O Segredo não está na felicidade: está na tristeza!

A felicidade idealizada só leva à tristeza

“To love is to suffer. To avoid suffering one must not love. But then one suffers from not loving. Therefore, to love is to suffer; not to love is to suffer; to suffer is to suffer. To be happy is to love. To be happy, then, is to suffer, but suffering makes one unhappy. Therefore, to be happy one must love or love to suffer or suffer from too much happiness.” 
― Woody Allen

A felicidade é uma coisa que me chateia. Não no sentido de Woody Allen, em que perceber o sentido da vida é um tormento que rumina numa carreira de filmes, mas porque atualmente a felicidade é vivida como uma coisa-objeto-perfeito.

É uma coisa que assume várias formas –  engolir um comprimido milagroso, ler uma frase feita, #felicidade -, mas que habitualmente se resume a uma simples consequência direta de uma ação com conteúdo superficial – é uma coisa sem contexto e que não produz nenhuma história.

E todos os dias sou bombardeado com publicidade para comprar esta felicidade. E chateia-me bastante ser assediado para esta felicidade porque é um produto perverso.

Pode parecer um raciocínio paradoxal porque, sendo eu psicólogo, deveria ser apologista da felicidade. E sou, mas não desta!

A vida é um processo fluido no qual passamos por acontecimentos e relações que vão existindo no nosso presente ou persistindo na memória.

Este encadeamento de vivências que provocaram emoções – umas mais negras, umas mais cinzentas, outras bastante coloridas – é a história da nossa vida!

Quando nos perguntamos se somos felizes podemos responder “-Sim, sou feliz”, mas esta conclusão considera inevitavelmente também coisas más que nos aconteceram, no entanto, o balanço é positivo.

O problema da felicidade “coisificada” é ser um produto que depende de uma experiência sem contexto envolvente e tem que ser perfeita, sem coisas que frustrem ou que causem algum incómodo. Apesar de ser uma teoria bonita tem um limite: o limite da realidade. A vida não pode ser esquartejada, as coisas que incomodam não desaparecem apenas porque são ignoradas mentalmente ou porque se adota uma vida de reclusão (literal ou simbólica).
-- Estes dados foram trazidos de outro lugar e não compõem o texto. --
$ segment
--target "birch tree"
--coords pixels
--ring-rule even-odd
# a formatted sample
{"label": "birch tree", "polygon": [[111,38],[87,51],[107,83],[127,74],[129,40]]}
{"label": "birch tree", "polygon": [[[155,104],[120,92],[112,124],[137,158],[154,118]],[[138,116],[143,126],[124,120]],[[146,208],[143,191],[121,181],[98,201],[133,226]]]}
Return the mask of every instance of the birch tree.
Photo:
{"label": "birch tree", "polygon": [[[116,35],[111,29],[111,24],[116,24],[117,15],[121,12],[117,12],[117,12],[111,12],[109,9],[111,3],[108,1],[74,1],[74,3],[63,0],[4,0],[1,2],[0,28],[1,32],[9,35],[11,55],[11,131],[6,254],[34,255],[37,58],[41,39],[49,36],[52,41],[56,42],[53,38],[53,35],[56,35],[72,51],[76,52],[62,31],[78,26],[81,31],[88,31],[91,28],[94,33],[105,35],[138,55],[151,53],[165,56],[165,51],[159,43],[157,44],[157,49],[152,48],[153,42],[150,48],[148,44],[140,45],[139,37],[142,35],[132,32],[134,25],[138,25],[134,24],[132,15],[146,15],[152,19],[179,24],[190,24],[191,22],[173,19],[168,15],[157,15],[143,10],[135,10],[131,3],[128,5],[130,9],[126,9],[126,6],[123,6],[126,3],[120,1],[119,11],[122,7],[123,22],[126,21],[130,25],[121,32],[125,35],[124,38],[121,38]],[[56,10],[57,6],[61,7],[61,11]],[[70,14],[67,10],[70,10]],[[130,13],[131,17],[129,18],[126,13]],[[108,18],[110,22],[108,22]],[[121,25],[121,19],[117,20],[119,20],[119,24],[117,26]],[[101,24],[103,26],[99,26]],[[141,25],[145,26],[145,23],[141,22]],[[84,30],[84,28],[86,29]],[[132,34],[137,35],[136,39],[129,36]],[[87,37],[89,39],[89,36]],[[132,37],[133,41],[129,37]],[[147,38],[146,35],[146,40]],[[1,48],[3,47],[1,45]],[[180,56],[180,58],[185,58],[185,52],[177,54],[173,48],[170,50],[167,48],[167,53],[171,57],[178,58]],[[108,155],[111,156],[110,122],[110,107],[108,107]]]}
É importante não nos esquecermos que um copo meio vazio também está meio cheio, mas não deixa de ser um copo simultaneamente meio cheio e meio vazio!

Estamos condenados a viver situações que nos relembram que somos pessoas com limites e que não conseguimos controlar tudo com as nossas vontades ou ações:

  • As pessoas que admiramos também não sabem tudo nem nos conseguirão proteger totalmente do que nos assusta!
  • O mundo terá sempre acidentes e pessoas que tomam atitudes horríveis!

Mas, ao mesmo tempo, podemos dar-nos ao trabalho de ir aprendendo a aprofundar a relação com a vida: desenvolver amizades, a conhecer lugares novos e a lutar para contribuir para uma sociedade melhor. É um processo contínuo de valorizar o que reconhecemos como parte da nossa essência.

Para sabermos ser felizes, temos que saber estar tristes – quando reconhecemos o que nos incomoda podemos lidar com a vida de uma forma eficaz, e mesmo que o resultado não seja “perfeito” será certamente um balanço positivo!

Há alguns anos um paciente disse-me na última consulta que tivemos – “- Isto de estar mais forte e ter conseguido mudar a minha vida também é um bocadinho triste!” – e ele tinha toda a razão!